Elevators are used and relied upon by millions of people all over the world, every second of the day. They are found in every type of building, from apartment blocks to offices, shopping malls to doctors’ clinics, as a way of moving between stories without having to use the staircase. Though you probably use the elevator without a second thought, there is always the fear of what would happen should a breakdown occur that traps you inside one. To help you prepare in the case of such an eventuality, here is what to do if you are trapped in an elevator.
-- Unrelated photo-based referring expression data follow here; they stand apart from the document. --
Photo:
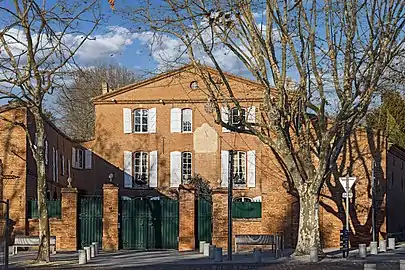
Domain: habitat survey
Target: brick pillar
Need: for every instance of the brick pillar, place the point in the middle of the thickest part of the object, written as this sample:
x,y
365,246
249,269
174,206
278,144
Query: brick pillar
x,y
68,232
187,218
110,217
220,218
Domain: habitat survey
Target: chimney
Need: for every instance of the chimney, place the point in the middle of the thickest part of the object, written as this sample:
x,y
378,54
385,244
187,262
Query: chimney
x,y
104,88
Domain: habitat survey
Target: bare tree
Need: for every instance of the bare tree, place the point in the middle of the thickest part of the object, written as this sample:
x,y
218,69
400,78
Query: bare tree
x,y
75,110
335,51
38,40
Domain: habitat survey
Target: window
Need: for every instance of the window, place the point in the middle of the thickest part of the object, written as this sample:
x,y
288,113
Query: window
x,y
141,167
186,120
239,168
141,121
186,165
237,116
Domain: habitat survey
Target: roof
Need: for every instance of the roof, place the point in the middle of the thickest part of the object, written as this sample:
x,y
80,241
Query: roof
x,y
167,74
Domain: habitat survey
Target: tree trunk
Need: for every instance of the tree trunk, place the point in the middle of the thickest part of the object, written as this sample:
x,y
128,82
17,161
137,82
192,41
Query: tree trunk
x,y
43,251
308,230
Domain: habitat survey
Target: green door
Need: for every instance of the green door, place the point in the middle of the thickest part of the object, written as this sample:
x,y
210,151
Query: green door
x,y
90,223
204,220
149,224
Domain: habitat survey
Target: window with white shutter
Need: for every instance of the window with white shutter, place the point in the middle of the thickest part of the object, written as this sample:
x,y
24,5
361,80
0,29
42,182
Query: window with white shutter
x,y
175,169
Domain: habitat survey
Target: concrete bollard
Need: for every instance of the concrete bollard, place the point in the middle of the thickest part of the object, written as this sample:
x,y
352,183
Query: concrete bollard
x,y
82,256
391,243
373,248
95,248
313,254
87,250
370,266
218,255
92,251
211,254
383,246
202,246
401,264
257,255
362,251
206,249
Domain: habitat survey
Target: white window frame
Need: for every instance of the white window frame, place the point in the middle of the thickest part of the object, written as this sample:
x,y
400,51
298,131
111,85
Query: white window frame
x,y
143,123
185,121
186,167
140,170
239,169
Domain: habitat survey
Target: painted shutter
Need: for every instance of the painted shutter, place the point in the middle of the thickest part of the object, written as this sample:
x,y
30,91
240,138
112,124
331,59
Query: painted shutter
x,y
251,115
153,161
251,170
224,168
175,120
152,120
127,120
73,157
175,169
225,117
87,159
127,169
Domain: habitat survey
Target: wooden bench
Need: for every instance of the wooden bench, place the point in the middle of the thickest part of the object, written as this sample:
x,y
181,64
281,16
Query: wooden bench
x,y
273,240
30,241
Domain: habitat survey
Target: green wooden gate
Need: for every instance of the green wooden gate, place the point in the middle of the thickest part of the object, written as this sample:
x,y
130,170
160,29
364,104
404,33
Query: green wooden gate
x,y
204,221
149,224
90,220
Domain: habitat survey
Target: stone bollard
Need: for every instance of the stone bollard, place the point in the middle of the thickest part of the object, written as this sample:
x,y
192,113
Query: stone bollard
x,y
92,251
95,248
202,246
362,251
218,255
82,256
383,246
87,250
401,264
313,254
257,255
373,248
391,243
206,249
211,254
370,266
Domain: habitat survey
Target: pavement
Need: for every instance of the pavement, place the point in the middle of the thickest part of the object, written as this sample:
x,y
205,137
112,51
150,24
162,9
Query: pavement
x,y
171,259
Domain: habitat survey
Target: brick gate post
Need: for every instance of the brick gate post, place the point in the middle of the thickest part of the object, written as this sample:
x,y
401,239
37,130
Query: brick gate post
x,y
187,218
68,231
110,217
220,217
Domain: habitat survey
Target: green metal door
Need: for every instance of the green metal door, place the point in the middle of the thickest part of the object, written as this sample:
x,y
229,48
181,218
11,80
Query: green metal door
x,y
149,224
204,220
90,220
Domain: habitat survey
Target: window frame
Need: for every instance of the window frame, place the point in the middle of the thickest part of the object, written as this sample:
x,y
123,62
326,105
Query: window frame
x,y
190,169
141,118
142,166
183,121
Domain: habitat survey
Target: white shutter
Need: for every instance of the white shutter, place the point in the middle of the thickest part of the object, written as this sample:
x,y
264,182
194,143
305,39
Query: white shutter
x,y
175,169
152,120
251,164
175,120
225,118
127,120
251,115
224,168
73,157
87,159
153,176
46,153
127,169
Carry out regular elevator maintenance
Before considering what to do if an elevator breaks down, it’s important to remember that prevention is the best solution to elevator maintenance issues: put simply, if your elevator is regularly maintained, potential problems will be dealt with before they multiply and result in a breakdown mid-service. An elevator inspection service, such as ATIS Elevator, will maintain your elevator by regularly running diagnostic tests and managing your elevator system, ensuring that problems and identified and dealt with early on. This will decrease the instances of costly and inconvenient elevator downtime, and reduce the likelihood of becoming trapped in one. However, if a breakdown does occur, here are some tips.
If the worst happens and you do become trapped in a non-functioning elevator, it can be all too easy to panic. You might be claustrophobic and despise the idea of being trapped in a small space, which is made all the worse by the usual dingy functional steel interior of most elevators. However, it is important that you remain as calm as possible so that you don’t jeopardize your own safety. If you are trapped with other people who are on the verge of panicking, try to bring them down by engaging in calming techniques such as breathing exercises. Once everyone is in a calm mindset, you can make better decisions rather than panicked ones that may ultimately put your lives at risk.
Do not try to prise the doors open
You may have seen it in films when the character prises the doors of a stuck elevator open so that they can continue with their day; however, this should be avoided in real life. If the elevator has come to a stop high above ground, you risk falling out of the door several painful—and potentially fatal—stories to the ground. Prising open the doors could set off a mechanism that starts the elevator moving again, which could put you in danger of being crushed as the elevator continues its journey.
You can rest assured that there are many ways that you can alert people to your predicament—only on very rare occasions are people trapped in elevators for several days. Use the emergency phone or emergency call button that is located in most elevators. This will connect you to the building’s security or elevator company, who will then set out to rescue you. Alternatively, try to connect people on the outside using your own cell phone if you have access to a signal.